= Delkatla =

Delkatla is a community on the east side of the mouth of Masset Inlet on Graham Island in the Haida Gwaii archipelago in British Columbia, Canada.

==Name origin==
The community was named in association with Dal Ḵáahlii (formerly Delkatla Inlet), a small arm of Masset Inlet, from a X̱aad Kíl word meaning "water flowing in and out" or ""water drifting in to the inside" for the slough-like inlet which extends inland from the villages of Ka-yung and New Masset. The grassland at the head of the inlet is called Delkatla Flats.
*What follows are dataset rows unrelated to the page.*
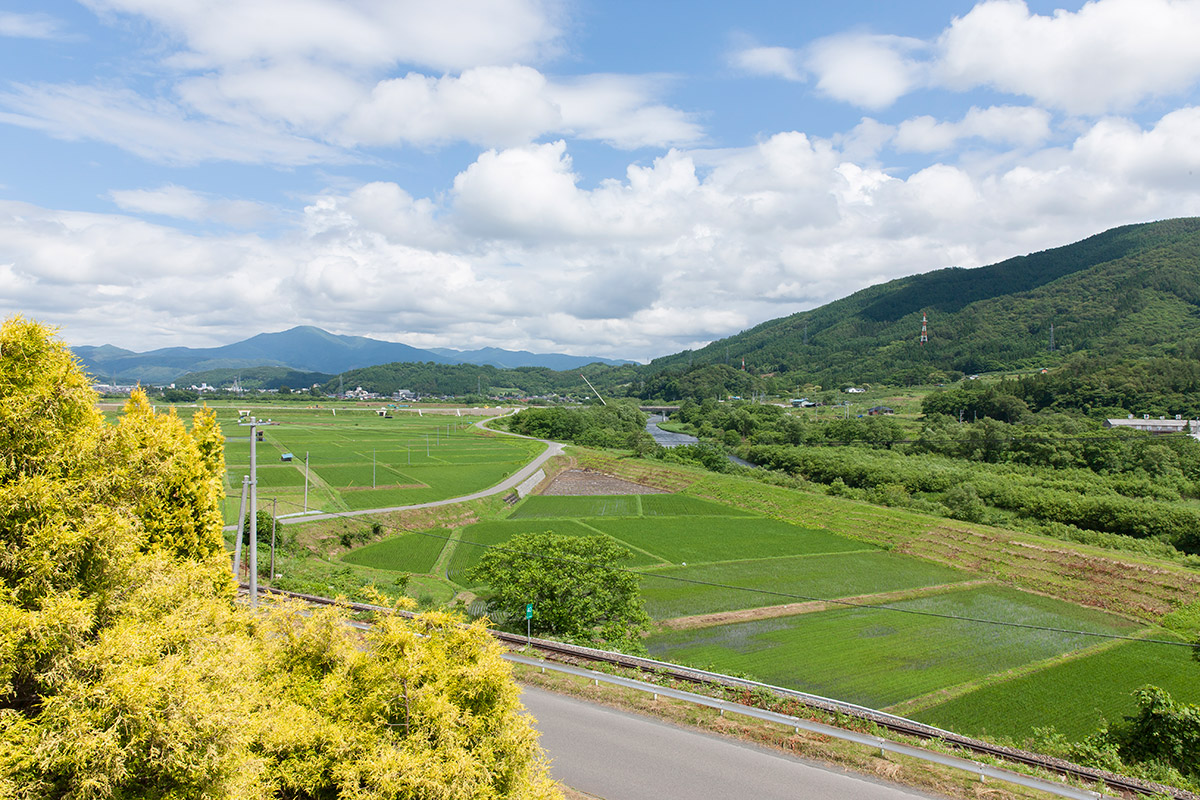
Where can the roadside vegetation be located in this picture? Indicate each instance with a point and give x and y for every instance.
(129, 669)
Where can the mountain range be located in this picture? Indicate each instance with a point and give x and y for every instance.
(304, 349)
(1127, 293)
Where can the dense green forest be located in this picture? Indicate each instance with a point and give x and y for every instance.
(1115, 319)
(1132, 292)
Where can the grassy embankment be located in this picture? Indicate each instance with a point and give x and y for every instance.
(756, 554)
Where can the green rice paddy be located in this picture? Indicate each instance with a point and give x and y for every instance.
(405, 553)
(731, 585)
(1075, 697)
(621, 505)
(479, 537)
(877, 657)
(358, 459)
(700, 557)
(697, 540)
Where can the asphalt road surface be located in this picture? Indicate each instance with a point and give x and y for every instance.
(619, 756)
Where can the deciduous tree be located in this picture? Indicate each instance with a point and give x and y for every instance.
(576, 584)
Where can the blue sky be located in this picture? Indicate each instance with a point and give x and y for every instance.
(621, 179)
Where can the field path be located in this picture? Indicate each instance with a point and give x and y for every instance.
(810, 606)
(511, 481)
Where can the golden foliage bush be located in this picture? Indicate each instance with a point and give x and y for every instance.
(127, 669)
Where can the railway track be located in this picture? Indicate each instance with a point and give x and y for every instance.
(581, 655)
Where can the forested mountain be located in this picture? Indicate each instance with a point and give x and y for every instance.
(1132, 292)
(1125, 295)
(471, 379)
(513, 359)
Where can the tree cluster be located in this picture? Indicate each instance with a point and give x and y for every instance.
(127, 669)
(576, 584)
(616, 425)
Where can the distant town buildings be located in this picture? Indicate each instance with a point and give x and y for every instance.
(1162, 425)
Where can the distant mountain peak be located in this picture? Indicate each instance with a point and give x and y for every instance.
(304, 348)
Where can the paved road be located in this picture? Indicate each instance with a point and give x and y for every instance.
(619, 756)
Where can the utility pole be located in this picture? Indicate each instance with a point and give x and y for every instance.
(253, 517)
(273, 539)
(241, 527)
(255, 433)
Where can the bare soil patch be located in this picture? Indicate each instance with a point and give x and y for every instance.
(589, 481)
(808, 607)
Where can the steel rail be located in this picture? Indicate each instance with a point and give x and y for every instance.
(887, 721)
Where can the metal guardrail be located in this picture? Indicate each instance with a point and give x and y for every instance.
(875, 743)
(887, 721)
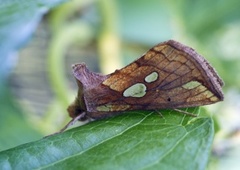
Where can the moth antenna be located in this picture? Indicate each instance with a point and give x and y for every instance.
(184, 112)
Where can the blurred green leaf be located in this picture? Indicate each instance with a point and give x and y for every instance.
(18, 20)
(203, 18)
(135, 140)
(144, 22)
(14, 128)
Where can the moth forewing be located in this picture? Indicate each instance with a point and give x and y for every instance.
(169, 76)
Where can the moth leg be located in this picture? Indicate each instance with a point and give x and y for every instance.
(72, 122)
(184, 112)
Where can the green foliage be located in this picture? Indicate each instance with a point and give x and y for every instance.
(135, 140)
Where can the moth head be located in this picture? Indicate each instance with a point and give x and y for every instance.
(76, 109)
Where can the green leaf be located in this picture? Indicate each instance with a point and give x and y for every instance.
(135, 140)
(18, 20)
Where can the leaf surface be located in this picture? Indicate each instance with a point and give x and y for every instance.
(135, 140)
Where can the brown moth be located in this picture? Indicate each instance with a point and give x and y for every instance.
(168, 76)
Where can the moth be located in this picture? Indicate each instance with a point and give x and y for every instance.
(168, 76)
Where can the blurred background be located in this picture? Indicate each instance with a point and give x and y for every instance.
(36, 80)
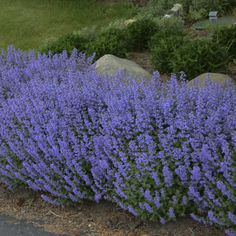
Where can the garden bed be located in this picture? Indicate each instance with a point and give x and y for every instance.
(91, 219)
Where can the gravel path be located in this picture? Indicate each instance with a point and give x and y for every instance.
(12, 227)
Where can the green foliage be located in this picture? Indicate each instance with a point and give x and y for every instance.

The inlet is also known as Delkatla Slough locally, and is fed by Delkatla Creek (a term which in times past was used interchangeably for inlets and bays).

==History==
The first farm in Haida Gwaii was established on the east side of the flats in the 1880s.
Though noted by Wilson Duff in 1954 as having on inhabitants, Delkatla began its life as a successful real estate promotion during a real estate and mining boom on Haida Gwaii in the late 19th and early 20th Centuries. The townsite was first registered in April 1913 by a Charles Wilson, who had first advertised it in 1911. During the settlement period, evidence that it must have been a large Haida settlement was found in the form of stone utensils and other artifacts being dug up by settlers.

Delkatla Wildlife Sanctuary takes up much of the area today.